Investigation and Solution to the High-Mobility Phenomenon

Long-distance commuting has both benefits and costs brought about by the development of mobility technology. 《Slices of (Mobile) Life》 is a graphic novel that peeks in the lives of long-distance commuters, seeking solutions for people who travel for business trips or stay overnight in order to work. While in the past, just a small handful of privileged people could afford jet travel around the world, today we often see and meet “high-mobility” people who travel more than 100 kilometers a day. Slices of these lives are portrayed in the form of graphic novel, showing by whom, why, and how long-distance travels are carried out. Based on the results from the research on “Work-Related Mobility and Home Life” conducted in six countries such as Germany, Belgium, Spain, France, Poland, and Switzerland in 2006, the graphic novel presents a starting point for sociological mobility studies on changes in social conditions and personal lives due to high mobility and individual responses to the phenomenon of high mobility.

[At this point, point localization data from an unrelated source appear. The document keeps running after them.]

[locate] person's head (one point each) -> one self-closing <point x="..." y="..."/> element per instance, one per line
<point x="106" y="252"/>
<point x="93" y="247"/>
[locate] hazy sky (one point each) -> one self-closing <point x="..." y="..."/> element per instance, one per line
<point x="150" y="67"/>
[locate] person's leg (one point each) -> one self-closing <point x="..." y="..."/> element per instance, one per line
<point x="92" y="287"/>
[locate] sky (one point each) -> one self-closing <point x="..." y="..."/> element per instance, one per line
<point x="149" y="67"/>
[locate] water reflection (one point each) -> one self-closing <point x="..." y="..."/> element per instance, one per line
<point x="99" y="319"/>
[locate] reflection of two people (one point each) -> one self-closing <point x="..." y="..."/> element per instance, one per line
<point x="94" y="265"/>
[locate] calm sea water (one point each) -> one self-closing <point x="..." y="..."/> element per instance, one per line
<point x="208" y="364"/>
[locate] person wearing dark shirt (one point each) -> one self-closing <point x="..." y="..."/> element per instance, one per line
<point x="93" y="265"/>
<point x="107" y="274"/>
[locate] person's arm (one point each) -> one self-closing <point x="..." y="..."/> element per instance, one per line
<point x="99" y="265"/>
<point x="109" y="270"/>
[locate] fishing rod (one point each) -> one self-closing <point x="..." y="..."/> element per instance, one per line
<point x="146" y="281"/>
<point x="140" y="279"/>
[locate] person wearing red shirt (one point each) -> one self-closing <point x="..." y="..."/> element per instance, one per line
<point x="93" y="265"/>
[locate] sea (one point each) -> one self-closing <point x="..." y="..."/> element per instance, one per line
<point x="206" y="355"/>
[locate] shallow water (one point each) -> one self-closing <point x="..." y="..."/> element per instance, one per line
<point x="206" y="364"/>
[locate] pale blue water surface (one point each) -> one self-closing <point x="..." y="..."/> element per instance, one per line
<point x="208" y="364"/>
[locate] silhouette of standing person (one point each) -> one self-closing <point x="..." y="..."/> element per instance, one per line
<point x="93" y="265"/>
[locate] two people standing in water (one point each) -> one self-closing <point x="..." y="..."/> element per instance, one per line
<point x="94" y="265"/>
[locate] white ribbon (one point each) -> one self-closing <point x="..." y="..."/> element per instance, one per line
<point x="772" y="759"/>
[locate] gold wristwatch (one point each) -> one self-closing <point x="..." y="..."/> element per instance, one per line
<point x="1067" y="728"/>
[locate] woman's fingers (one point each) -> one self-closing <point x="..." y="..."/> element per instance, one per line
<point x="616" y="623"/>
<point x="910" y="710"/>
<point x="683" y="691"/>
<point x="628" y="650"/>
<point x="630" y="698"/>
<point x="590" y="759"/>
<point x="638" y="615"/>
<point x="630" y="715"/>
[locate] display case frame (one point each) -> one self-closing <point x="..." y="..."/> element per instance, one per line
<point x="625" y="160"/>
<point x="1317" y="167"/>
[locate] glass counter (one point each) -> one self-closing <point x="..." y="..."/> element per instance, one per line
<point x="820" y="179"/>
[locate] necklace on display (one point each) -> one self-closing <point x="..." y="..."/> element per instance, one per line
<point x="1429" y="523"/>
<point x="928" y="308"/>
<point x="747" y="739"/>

Highly Mobile People Are Around Us.

The six characters portrayed in this graphic novel are not completely fictional, based on the statistics and data from 2000 interviews collected across six European countries in 2006 and 2012. These characters represent many of the workers in our society, who spent a significant amount of work-related time. Their personal experiences created high-mobility lifestyles. The readers may find themselves asking several questions while following their life journeys: How do they afford to have and raise children despite having little time to be at home? Can they still live in their hometowns while going to work? Do they need to commute for long hours in order to live in newly acquired house? Ultimately, does finding a job mean embracing a high-mobility lifestyle?

Social Challenges Triggered by Long-Distance Commuters.

Regardless of the distance, spending long hours on travel helps to shape personal experiences and lifestyles. Work in the era of high mobility reveal new relations between time and space. To find the balance between work and personal lives, it is time for us to academically explore the relationship between “mobility and (our social and personal) life”, which is still an unfamiliar topic in Korea. “Behind the Drawings” and “Political Designs” followed by graphic novel present social analysis of personal conditions and experiences of highly mobile people and propose new political tasks regarding gender, networks, economy in the era of high mobility.